In such skilled hands, intrigue in Stalinist Russia cannot fail to grip

Fig Tree, £18.99

Dunmore is one of the literary establishment’s most respected practitioners: she’s a poet and an Orange Prize short-listed author. Her work isn’t light reading, but fans call it some of the most rewarding on the shelves today.

Following on from The Siege (short-listed for the Orange Prize in 2001) – in which Dunmore excelled at portraying the drudgery and terror of the life of ordinary citizens in wartime Russia – The Betrayal picks up on the stories of Anna and her husband Andrei, a doctor. It’s Leningrad in 1952, where Stalinism reigns supreme and an air of potential menace is everywhere. The couple have managed to stay together and alive, working to keep some morsel of private happiness while looking after Anna’s younger brother, the troubled teenager Kolya, whose birth killed their mother (distorted family ties is a big theme here).

But with the opening gambit of The Betrayal, things reach a truly dangerous pass when Andrei is presented with a patient he is damned if he treats (because it’s not likely to work) and damned – or dead – if he doesn’t. It’s the son of Volkov, a senior secret police officer, and Andrei and Anna immediately sniff the danger in what seems an inevitable failure. But their hands are tied: Volkov now knows who they are, and in this world, favour comes and goes like puffs of lethal wind.

Dunmore masterfully evokes the fabric of horror that defines a society where life and death decisions are based on whispered rumours and fearful tip-offs. World-renowned Soviet expert Antony Beevor, the author of Stalingrad, has commended this book, and so should you. Written with skill such as Dunmore’s, the awful intrigue of Stalinist Russia takes on new fascination.

Pocket Books, £6.99

To open this book is to be violently initiated into the cacophony of the modern, fast-talking, fast-thinking Liverpool singleton’s inner monologue. It’s compulsive in the extreme, but a bit of a shock to the system if you’re used to more classical or sedate writing.

Lucy Tyler is heading out on a date with the hunky Sean, who she met at a “networking event” – she works in PR. In preparation, “I have removed all trace of extraneous body hair so that my bikini area now resembles that of a Californian porn star. Just in case.” Just in case she ends up breaking the no-sex-on-the-first-date rule, that is.

That doesn’t happen, as the date – like so many others – goes belly up when Lucy, trying to be a date-worthy “me” rather than “the real me” ends up only making matters worse. On this occasion she repulses Sean by getting her feet stuck to her stool with the bubble gum she used to keep her shoes from sliding off her feet. Then she gets too drunk to remember his name.

Back at home, her best friend and room-mate Henry comforts her. Flash forward a few pages, and homely old Henry asks Lucy and her friends Dominique and Erin to help him makeover his image. They gleefully get him sorted with a haircut and fashion overhaul, as well as lessons in flirting and seduction, only to discover that they’ve created a dreamboat. Suddenly “Project Henry” stops being quite so straightforward: after all, you’re not meant to suddenly find your old best male friend supersonically attractive, are you? No indeed. And living with the man of everyone else’s dreams hardly helps matters when your own dates are going wrong all the time. This is a perfect book for anyone seeking light relief. And if you’re travelling, take it with you: it’ll make time fly.

John Murray, £19.99

This gritty thriller by Edgar Allen Poe Award-shortlisted Hughes is about a murderer that always kills in threes. It opens with a silky, chilling inner monologue of the killer, trying to explain and recall the first time he strangled a girl to death. Fear, anxiety, loathing – all are there, as well as an appreciation of fine Prosecco and a cultured taste in classical music.

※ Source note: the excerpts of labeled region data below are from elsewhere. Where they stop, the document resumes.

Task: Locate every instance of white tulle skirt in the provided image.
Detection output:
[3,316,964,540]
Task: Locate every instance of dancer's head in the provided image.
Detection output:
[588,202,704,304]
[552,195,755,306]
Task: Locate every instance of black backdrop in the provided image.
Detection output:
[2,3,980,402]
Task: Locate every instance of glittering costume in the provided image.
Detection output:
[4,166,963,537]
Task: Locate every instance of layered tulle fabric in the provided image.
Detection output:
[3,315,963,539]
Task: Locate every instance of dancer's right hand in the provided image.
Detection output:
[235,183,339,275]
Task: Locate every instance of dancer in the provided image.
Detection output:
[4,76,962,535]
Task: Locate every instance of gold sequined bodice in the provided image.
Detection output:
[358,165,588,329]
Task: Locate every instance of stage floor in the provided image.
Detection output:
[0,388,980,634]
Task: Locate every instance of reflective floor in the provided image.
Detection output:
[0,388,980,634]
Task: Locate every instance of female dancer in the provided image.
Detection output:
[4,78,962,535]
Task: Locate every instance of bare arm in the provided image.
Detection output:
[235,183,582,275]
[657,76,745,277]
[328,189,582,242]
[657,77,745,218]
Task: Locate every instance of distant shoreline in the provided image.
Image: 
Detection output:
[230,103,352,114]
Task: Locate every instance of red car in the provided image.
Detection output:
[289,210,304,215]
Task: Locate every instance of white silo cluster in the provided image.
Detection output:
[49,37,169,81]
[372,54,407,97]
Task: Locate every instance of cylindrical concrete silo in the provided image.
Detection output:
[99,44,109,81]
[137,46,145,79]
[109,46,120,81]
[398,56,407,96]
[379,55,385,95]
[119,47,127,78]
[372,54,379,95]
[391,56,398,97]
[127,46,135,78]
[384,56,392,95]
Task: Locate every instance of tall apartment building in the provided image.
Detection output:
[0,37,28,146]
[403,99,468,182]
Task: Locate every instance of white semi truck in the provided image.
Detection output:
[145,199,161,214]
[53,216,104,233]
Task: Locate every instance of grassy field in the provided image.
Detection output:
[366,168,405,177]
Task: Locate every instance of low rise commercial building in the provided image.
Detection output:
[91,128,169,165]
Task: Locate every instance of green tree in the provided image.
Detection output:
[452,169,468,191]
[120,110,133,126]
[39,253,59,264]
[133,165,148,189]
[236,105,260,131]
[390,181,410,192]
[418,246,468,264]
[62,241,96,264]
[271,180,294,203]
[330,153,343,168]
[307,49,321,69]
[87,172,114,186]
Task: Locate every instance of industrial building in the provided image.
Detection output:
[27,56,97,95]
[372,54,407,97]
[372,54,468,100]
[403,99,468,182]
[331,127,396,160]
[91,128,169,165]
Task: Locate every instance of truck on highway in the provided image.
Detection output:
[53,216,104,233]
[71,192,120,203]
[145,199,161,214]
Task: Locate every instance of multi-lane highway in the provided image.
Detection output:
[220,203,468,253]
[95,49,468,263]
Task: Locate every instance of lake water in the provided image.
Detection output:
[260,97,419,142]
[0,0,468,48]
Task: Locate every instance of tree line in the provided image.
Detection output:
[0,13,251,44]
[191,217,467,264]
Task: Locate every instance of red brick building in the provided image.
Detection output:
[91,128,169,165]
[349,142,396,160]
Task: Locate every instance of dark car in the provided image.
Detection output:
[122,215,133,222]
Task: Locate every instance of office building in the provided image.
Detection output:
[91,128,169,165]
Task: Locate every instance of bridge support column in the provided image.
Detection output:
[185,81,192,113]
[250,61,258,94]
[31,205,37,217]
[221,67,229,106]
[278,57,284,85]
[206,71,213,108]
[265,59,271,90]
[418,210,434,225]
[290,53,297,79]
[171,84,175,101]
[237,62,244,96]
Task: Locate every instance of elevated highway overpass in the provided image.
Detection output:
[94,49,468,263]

Switch gears to Dublin, where trusty investigator Ed Loy is happily enjoying a new relationship and minding his own business. Suddenly, his path crosses with an old friend, Jack Donovan, a movie director friend from LA. Bodies of women have been turning up in Hollywood.

Loy becomes uneasy when the bodies turn up in locations Donovan has used for his films; meanwhile one of his extras fails to turn up to work one day. Loy flies to LA to work with the LAPD on their investigation, hoping, of course, to find a way to exonerate his old friend. When he finally unearths the truth, it look like it may be too late: for back in Dublin, the killer has broken his pattern, broken cover and gone for Loy where he’s most vulnerable. It’s a race against the clock as Loy mounts a desperate struggle to outwit a ruthless, twisted psychopath and save the remaining lost girls. Expert, skillful and really worth a read.